The goal of this dataset/project would be to generate geospatial statistics based on OpenStreetMap data and stored as JSON and PBF formats. These pre-computed tiles would enable data scientists to perform complex geospatial analysis at a country wide scale with minimal CPU processing.
There could be thousands of different geospatial statitics that could be generated from a simple OSM dataset within a given BBox, here's a list of the most useful geospatial statitic that would be defined:
highway=*
(path, residential, secondary, etc...)- length (total length calculated in kilometers)
- nodes (number of single vertices)
- features (each individual feature)
landuse=*
(residential, industrial, commercial, etc...)- sqkm area
- nodes
- features
natural=*
(wood, water, grass, sand, etc...)- sqkm area
- nodes
- features
amenity=*
(school, bar, college, etc...)- sqkm area
- nodes
- features
Simplified JSON Example
{
"tile": [655, 1582, 12],
"quadtree": "023010203331",
"highway": {
"length": 13.23,
"path": {
"length": 11,
"nodes": 10,
"features": 2
},
"residential": {
"length": 2.23,
"nodes": 15,
"features": 3
},
},
"landuse": {
"area": 0.4,
"residential": {
"area": 0.3,
"commercial": 0.1,
"nodes": 300,
"features": 1
}
}
}
Geospatial processing can be a very CPU intensive task and can drastically slow down your geospatial analysis to a crawl if done incorrectly. Using this approach, one could simply focus on the aggregated geospatial properties without having to process all the geometry everytime they run their analysis, last minute tweaking of an algorithm would now take seconds vs. hours of re-processing. Using these aggregated statitics you easily start defining patterns/signatures per Tiles and allow a software to recognize this same pattern for the entire country, similar use cases would be to train an AI system.

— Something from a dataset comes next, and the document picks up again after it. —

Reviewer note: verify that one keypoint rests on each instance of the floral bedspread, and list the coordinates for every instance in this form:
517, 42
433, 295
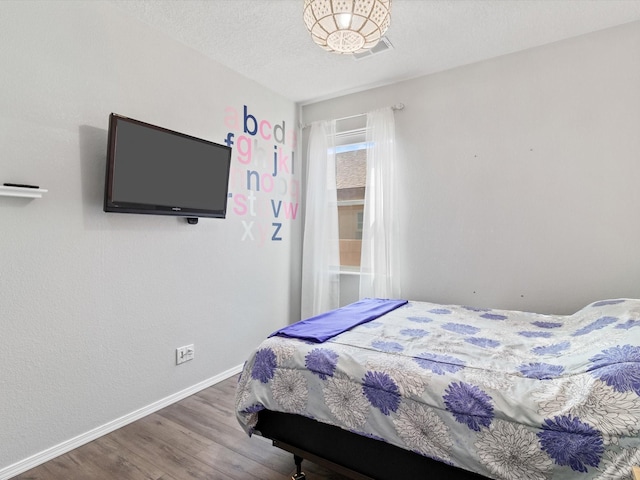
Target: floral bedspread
507, 394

- Pokemon Go (Lakes, Paths, Parks all in one small residential area).
- High volume of no-ortho'ed buildings (typically from new users not using Q or S to ortho buildings).
- High % of overlapping buildings (poor import or double import)
Multiple OSM statitics tiles shall be created for each zoom level starting from Zoom 12, each zoom level narrows BBox of the dataset by 4x. Having the ability to use multiple tiles at different zoom levels would be beneficial, this would allow to quickly eliminate certain tiles at lower zoom levels if they do not meet the certain minimum requirements of it's parent tile.